Ce qu’il faut retenir :
- La CFTC a autorisé Kalshi à lister le premier ‘perp’ (perpetual future) bitcoin régulé aux États-Unis, baptisé BTCPERP.
- Coinbase a obtenu en parallèle une lettre de non-action pour proposer des perps mondiaux à ses clients américains.
- Mike Selig, président de la CFTC, salue une avancée majeure vers une Amérique « capitale mondiale de la crypto ».
La CFTC vient de faire tomber une frontière. Le régulateur américain des dérivés a autorisé ce vendredi Kalshi à lister le premier perpetual future bitcoin régulé aux États-Unis, baptisé BTCPERP, ouvrant la porte d’un marché jusqu’ici cantonné aux juridictions étrangères. Dans la foulée, l’agence a aussi dégagé la voie à Coinbase pour connecter ses clients américains aux perps mondiaux.
Kalshi décroche le premier perp bitcoin régulé
Un perpetual future, ou « perp », est un contrat dérivé qui permet de spéculer sur le prix d’un actif crypto sans date d’expiration, donc conservable aussi longtemps que l’investisseur le souhaite. C’est précisément ce que la Commodity Futures Trading Commission (CFTC) vient d’encadrer pour la première fois sur une plateforme enregistrée. L’autorisation impose à Kalshi de maintenir le contrat BTCPERP en conformité avec l’ensemble des dispositions du Commodity Exchange Act.
Mieux connue comme leader des marchés prédictifs, Kalshi élargit nettement son terrain de jeu. « Cela marque l’évolution de Kalshi, du leader des marchés prédictifs à la bourse de dérivés de nouvelle génération », a réagi Tarek Mansour, PDG de Kalshi, qui décrit son activité historique de contrats événementiels comme un simple premier chapitre.
Coinbase obtient son feu vert par une autre voie
Le même jour, la CFTC a adressé à Coinbase une lettre de non-action, un document par lequel l’agence s’engage à ne pas recommander de poursuite. Le régulateur y indique qu’il ne sanctionnera pas certains produits perpétuels que Coinbase compte lister via sa filiale CFM. Ces contrats transiteront par Coinbase Bermuda et seront donc traités comme des « futures étrangers ». La lettre autorise par ailleurs CFM à accepter les actifs numériques de ses clients, dont le bitcoin, l’ether et des stablecoins, en garantie de marge.
« Une première majeure pour le secteur », a salué Paul Grewal, directeur juridique de Coinbase, sur le réseau social X.
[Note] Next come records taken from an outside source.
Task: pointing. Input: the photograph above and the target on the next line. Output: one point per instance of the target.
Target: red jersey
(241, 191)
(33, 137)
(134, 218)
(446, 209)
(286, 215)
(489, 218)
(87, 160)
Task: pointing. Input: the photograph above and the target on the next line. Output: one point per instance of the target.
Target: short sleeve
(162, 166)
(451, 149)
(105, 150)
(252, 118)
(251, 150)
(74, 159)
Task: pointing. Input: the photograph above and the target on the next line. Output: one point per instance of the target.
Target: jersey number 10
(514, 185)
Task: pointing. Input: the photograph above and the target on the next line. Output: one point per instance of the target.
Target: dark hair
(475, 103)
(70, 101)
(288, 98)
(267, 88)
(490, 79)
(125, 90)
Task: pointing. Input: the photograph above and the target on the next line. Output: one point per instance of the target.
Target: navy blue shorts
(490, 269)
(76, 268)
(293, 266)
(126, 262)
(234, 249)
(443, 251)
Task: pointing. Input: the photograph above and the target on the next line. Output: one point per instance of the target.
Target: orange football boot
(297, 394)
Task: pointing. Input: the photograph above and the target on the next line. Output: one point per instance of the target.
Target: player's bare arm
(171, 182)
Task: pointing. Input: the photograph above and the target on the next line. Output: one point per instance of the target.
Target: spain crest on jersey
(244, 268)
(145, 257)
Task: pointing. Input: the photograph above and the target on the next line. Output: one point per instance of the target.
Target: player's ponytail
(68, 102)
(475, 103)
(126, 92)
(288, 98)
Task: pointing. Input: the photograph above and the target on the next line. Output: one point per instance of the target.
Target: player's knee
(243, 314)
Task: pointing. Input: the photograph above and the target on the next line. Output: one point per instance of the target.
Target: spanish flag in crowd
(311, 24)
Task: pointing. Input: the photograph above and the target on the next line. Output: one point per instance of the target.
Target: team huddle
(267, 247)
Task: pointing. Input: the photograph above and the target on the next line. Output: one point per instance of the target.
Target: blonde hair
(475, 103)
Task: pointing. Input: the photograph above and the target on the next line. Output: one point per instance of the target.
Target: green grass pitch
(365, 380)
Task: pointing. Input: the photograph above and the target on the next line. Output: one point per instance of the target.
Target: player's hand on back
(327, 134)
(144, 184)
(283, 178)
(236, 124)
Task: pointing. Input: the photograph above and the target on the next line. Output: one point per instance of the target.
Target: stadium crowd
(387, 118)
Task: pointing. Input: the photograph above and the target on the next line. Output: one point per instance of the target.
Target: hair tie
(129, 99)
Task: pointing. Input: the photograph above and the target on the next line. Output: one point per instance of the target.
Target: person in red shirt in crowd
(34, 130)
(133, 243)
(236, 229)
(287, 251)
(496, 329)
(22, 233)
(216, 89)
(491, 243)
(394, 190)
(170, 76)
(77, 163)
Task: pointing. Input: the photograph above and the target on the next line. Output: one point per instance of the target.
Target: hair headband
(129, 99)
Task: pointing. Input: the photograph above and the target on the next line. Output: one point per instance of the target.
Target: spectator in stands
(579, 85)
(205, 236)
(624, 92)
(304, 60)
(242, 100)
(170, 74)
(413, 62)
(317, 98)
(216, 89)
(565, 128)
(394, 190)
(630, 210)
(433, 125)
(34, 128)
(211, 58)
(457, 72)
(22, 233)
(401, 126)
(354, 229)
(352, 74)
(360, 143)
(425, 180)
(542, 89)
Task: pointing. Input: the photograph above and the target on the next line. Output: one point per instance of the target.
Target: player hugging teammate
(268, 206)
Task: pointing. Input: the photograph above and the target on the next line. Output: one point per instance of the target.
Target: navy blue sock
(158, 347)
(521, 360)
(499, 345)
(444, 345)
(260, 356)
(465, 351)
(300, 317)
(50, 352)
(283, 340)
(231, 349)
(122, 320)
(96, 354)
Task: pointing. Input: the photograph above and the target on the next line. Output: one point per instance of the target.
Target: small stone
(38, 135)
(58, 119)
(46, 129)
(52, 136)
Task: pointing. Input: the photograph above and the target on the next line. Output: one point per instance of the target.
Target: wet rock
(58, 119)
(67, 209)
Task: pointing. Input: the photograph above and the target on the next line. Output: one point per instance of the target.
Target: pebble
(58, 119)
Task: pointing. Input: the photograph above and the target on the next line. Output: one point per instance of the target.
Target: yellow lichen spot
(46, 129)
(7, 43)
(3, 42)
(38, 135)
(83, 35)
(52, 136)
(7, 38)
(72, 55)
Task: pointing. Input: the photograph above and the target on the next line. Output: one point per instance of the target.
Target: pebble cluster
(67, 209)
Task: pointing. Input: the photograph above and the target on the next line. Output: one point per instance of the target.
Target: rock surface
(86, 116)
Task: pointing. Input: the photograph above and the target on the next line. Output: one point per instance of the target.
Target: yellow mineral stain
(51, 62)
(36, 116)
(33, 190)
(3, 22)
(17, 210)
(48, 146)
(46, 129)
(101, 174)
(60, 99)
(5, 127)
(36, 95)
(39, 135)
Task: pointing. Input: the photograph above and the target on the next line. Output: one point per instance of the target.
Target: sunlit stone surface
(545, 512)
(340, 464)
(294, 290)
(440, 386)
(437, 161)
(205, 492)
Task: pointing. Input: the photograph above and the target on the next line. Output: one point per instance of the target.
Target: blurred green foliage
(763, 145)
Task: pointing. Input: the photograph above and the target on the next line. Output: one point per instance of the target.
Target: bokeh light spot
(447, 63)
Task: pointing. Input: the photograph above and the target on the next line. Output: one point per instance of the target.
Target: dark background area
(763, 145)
Un virage politique assumé sous Trump
Ces annonces interviennent quelques jours après un message de Donald Trump sur les réseaux sociaux, dans lequel le président accusait les régulateurs de l’administration précédente d’avoir « presque DÉTRUIT l’industrie crypto américaine en poussant le Bitcoin, les perpetuals crypto et l’INNOVATION à l’étranger », avant d’affirmer que « TRUMP l’a SAUVÉE ».
Son président de la CFTC, Mike Selig, embraye sur la même ligne. Dans une tribune publiée vendredi, il défend des contrats qui constituent selon lui « un outil fondamental de gestion du risque et de découverte des prix » et estime que « disposer de véritables contrats perpétuels aux États-Unis est une avancée majeure pour faire de l’Amérique la capitale mondiale de la crypto ». Dès le mois de mars, Selig disait vouloir réparer les dégâts d’une politique ayant, selon lui, chassé entreprises et liquidité hors du pays.
Un cadre encore fragile
Cette nouvelle doctrine n’a pas, à ce stade, la force d’une règle formelle. La CFTC et sa cousine la SEC avancent à coups de déclarations, de lettres de non-action, d’approbations et de lignes directrices. Tant que ces positions ne sont pas gravées dans un règlement ou, plus solide encore, dans une loi, un futur dirigeant pourra les défaire sans difficulté.
Les deux agences ont déjà publié en mars une classification inédite des actifs crypto, définissant comment et par qui chaque catégorie doit être régulée. La SEC, sous l’impulsion de son président Paul Atkins, prépare en outre un dispositif sur la tokenisation des titres, conçu comme une mesure provisoire en attendant une loi du Congrès.
Et maintenant ?
La vraie question est celle de la durabilité. Sans texte législatif, ce cadre reste réversible à chaque changement de majorité.
À surveiller dans les prochaines semaines : l’arrivée d’autres acteurs enregistrés auprès de la CFTC, parmi lesquels Bitnomial, racheté par Kraken, Gemini ou encore Polymarket, et la vitesse à laquelle la concurrence se lancera sur ce nouveau marché des perps régulés. La course pour rapatrier la liquidité crypto aux États-Unis ne fait que commencer.